Suggestions are invited for names for new civic spaces planned in the waterfront project

Names have been proposed for a number of new streets created as part of Dundee's waterfront regeneration project.

The council has also invited locals to suggest names for two major new open spaces created in the £1bn development.

If approved, one street will be named Thomson Avenue after pre-war city planner James Thomson, while others celebrate the city's seafaring links.

Suggested names for the two new city squares will be taken until 6 February.

James Thomson was Dundee's city architect from 1906 to 1924, during which time he oversaw the building of the Kingsway, one of the UK's first city bypasses. He was also an early proponent of a waterfront master plan.

Another proposed street name is Earl Grey Place, chosen to honour the former dock built in 1834 which was run for 129 years until it was filled in to make way for the Tay Road Bridge landfall.

And a further street could be named Patent Slip Way, after the track and cradle used to transfer vessels from the river to the dock for repairs.
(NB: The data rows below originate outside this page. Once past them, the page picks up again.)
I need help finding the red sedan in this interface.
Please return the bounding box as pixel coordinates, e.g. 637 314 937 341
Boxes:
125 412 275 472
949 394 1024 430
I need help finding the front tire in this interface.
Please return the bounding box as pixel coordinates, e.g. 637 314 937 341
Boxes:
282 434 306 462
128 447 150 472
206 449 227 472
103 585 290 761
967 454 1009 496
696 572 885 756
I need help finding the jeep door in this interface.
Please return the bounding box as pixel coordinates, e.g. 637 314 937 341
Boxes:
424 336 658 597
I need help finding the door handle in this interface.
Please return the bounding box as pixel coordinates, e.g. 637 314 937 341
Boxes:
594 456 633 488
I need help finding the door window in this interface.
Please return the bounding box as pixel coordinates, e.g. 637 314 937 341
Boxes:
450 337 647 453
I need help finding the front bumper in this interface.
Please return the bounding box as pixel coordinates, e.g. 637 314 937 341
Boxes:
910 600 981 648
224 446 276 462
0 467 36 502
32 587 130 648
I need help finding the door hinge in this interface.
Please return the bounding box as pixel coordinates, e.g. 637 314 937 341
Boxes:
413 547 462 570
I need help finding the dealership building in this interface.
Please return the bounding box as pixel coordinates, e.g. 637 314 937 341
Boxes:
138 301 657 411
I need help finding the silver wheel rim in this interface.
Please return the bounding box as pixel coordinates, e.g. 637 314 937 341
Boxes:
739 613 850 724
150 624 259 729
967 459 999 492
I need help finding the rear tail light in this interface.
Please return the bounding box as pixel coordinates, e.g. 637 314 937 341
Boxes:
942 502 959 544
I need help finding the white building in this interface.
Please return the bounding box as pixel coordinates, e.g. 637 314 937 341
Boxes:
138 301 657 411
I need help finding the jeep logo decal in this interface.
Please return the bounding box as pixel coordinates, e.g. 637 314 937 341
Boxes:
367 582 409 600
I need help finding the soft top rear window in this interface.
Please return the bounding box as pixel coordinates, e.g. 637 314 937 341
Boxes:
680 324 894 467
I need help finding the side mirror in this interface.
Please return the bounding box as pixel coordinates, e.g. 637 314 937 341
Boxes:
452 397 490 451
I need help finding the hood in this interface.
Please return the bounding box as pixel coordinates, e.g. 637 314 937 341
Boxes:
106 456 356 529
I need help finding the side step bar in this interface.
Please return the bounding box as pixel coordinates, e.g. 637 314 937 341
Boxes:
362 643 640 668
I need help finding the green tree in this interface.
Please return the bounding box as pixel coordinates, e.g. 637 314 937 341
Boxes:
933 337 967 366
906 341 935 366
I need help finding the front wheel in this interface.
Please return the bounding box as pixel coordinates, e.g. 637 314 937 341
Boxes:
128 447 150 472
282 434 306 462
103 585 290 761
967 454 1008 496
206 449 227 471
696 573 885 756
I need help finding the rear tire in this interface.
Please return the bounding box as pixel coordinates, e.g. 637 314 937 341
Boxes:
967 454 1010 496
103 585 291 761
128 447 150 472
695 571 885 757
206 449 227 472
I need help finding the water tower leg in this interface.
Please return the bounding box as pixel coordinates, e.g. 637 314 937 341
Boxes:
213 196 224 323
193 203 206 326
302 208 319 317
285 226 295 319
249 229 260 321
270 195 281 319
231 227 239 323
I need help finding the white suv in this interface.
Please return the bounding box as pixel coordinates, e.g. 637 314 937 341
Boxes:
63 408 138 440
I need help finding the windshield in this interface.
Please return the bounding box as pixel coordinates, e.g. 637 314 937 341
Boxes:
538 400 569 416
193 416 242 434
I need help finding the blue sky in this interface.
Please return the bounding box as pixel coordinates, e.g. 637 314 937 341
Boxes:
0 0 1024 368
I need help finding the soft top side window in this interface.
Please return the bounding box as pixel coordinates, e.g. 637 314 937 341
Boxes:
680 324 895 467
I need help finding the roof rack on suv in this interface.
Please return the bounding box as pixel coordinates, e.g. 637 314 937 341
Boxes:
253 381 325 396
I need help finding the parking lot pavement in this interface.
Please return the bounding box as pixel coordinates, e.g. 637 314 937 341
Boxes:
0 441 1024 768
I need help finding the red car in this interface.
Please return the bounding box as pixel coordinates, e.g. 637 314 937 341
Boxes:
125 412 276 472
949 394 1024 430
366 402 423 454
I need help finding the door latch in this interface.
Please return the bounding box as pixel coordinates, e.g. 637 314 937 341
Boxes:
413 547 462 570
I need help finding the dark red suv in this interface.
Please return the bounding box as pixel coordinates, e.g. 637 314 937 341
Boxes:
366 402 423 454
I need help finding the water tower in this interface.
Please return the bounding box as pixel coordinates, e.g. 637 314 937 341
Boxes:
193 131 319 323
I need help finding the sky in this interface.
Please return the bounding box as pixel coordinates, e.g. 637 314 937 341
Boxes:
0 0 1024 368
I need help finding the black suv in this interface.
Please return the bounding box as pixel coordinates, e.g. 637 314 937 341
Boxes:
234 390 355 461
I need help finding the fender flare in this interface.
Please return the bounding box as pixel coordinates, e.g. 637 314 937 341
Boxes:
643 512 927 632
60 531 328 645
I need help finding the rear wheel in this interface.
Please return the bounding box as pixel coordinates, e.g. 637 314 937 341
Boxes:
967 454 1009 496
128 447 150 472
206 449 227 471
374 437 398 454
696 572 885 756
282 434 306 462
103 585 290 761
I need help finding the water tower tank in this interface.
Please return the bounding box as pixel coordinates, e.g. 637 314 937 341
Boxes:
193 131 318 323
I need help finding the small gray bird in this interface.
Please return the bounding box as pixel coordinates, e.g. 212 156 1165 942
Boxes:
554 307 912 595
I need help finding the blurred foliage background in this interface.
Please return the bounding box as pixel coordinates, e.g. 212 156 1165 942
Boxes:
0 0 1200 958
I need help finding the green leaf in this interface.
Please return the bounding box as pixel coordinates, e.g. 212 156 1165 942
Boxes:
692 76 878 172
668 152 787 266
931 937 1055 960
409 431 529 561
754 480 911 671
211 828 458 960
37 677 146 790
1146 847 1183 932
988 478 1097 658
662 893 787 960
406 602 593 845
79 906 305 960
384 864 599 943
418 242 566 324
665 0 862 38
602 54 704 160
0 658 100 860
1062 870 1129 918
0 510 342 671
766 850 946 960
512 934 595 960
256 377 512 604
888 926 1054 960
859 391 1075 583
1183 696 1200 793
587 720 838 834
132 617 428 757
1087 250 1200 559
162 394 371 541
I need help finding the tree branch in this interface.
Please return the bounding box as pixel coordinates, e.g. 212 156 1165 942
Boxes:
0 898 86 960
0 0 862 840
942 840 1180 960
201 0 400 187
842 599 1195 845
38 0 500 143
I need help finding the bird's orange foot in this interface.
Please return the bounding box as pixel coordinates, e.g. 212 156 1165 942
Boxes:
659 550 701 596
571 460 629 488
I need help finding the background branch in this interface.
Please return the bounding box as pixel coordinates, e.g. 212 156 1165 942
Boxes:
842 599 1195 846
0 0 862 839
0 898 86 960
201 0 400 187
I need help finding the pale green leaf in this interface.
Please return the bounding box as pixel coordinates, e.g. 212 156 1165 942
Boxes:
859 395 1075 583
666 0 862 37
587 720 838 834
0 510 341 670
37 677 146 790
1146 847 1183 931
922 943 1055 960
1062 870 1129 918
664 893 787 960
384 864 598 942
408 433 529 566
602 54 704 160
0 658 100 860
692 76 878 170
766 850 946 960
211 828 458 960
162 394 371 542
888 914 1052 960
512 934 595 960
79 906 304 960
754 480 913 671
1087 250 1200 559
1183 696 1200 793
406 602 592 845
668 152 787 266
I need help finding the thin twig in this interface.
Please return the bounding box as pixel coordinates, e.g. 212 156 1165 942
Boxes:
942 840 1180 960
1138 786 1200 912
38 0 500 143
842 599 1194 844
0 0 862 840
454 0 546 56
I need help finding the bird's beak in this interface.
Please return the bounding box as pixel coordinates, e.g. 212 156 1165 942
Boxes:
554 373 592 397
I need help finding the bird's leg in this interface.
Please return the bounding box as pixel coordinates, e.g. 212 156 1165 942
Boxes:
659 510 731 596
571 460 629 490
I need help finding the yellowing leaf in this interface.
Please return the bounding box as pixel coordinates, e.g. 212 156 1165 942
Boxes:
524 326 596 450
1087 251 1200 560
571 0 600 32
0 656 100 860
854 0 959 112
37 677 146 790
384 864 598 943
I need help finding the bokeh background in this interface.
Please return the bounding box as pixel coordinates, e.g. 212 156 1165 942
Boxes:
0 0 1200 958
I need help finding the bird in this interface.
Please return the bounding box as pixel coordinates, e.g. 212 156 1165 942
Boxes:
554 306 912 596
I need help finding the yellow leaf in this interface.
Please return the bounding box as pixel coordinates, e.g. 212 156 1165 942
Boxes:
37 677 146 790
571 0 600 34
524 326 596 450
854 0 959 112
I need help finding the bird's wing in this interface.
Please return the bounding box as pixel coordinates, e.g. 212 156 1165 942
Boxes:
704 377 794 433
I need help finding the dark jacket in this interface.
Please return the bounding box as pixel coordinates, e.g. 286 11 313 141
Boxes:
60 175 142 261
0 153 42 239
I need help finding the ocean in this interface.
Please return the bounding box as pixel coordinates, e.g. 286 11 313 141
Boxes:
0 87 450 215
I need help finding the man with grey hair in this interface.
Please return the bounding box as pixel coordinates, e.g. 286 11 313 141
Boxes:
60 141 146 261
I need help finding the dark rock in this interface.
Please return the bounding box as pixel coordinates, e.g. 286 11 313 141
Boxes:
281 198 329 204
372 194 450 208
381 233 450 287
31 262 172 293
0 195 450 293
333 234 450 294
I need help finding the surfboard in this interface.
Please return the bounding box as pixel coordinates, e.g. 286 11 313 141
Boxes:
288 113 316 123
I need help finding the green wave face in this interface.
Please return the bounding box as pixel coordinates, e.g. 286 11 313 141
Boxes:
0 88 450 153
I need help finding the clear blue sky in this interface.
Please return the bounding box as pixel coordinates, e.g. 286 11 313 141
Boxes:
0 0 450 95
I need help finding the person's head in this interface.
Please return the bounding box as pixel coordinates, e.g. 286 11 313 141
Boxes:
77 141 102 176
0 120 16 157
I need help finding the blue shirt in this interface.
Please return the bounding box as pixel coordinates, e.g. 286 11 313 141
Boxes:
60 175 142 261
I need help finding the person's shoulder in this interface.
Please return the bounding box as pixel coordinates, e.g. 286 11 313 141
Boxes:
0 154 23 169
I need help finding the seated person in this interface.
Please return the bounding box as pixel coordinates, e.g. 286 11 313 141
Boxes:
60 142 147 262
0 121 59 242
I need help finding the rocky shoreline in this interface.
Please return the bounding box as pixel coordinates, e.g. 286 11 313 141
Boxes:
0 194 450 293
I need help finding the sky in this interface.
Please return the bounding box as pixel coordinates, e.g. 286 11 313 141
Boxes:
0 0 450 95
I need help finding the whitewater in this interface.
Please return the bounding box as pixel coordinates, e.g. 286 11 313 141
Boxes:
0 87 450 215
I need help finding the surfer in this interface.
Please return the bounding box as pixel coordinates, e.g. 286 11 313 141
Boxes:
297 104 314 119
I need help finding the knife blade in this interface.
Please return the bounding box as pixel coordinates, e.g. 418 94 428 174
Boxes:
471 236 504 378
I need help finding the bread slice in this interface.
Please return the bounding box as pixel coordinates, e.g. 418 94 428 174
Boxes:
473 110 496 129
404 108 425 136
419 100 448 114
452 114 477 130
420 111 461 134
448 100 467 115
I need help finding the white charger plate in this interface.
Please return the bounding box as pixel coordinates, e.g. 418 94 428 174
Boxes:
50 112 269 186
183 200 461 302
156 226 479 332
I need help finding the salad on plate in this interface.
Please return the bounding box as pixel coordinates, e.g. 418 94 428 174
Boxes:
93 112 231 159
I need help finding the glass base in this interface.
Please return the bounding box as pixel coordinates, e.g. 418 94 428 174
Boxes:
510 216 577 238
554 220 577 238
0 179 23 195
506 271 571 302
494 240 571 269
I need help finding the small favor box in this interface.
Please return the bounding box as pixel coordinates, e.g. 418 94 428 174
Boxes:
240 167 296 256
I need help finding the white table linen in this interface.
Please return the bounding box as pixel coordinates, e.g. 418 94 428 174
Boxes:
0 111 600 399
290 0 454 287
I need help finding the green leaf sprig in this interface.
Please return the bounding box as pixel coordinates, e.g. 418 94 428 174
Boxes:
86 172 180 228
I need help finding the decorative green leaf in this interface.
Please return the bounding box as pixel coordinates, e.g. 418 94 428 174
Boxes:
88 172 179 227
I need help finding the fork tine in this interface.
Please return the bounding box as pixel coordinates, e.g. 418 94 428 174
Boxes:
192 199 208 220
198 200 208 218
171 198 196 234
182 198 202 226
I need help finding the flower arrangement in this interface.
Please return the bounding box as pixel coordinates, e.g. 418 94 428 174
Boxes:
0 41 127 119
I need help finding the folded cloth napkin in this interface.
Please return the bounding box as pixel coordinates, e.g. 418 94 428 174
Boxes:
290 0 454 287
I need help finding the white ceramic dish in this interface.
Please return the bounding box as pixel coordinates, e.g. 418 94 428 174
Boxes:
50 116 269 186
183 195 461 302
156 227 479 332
The upper part of a 166 metre ramp built in 1837 at the Harbour Workshops is still visible between Victoria Dock and the estuary.

Image source, Dundee Waterfront
Image caption,

Construction of the centrepiece V&A design museum is yet to get under way

Image source, Dundee Waterfront
Image caption,

A number of new streets have been built as part of the £1bn project

Lord Provost Bob Duncan said: "There is a long-established and legal process for naming new streets and we are launching that process today.

"I think that the proposed names strike a balance between logic and creativity while also paying homage to a visionary city planner from the 20th century in a scheme designed for the 21st and beyond."

A four-week consultation will be held on the proposed names before they are agreed by the council's city development committee.

Meanwhile, the local authority is seeking suggestions for names for two new civic spaces - the new central square and a space outside the city's new railway station - as well as the riverside walkway and cycle path along the central waterfront.

Suggested ideas include famous names or events associated with the city, although names of living people will not be considered, historical references to the area or names reflecting the redevelopment of the waterfront.

Submissions can be made via the council's website, external until 6 February when Mr Duncan, city development director Mike Galloway, city archivist Iain Flett and city centre group chairman Jon Walton will decide the winners.

Work to re-draw the waterfront road map as part of the 30-year project is ongoing, with construction of the centrepiece V&A design museum still to get under way.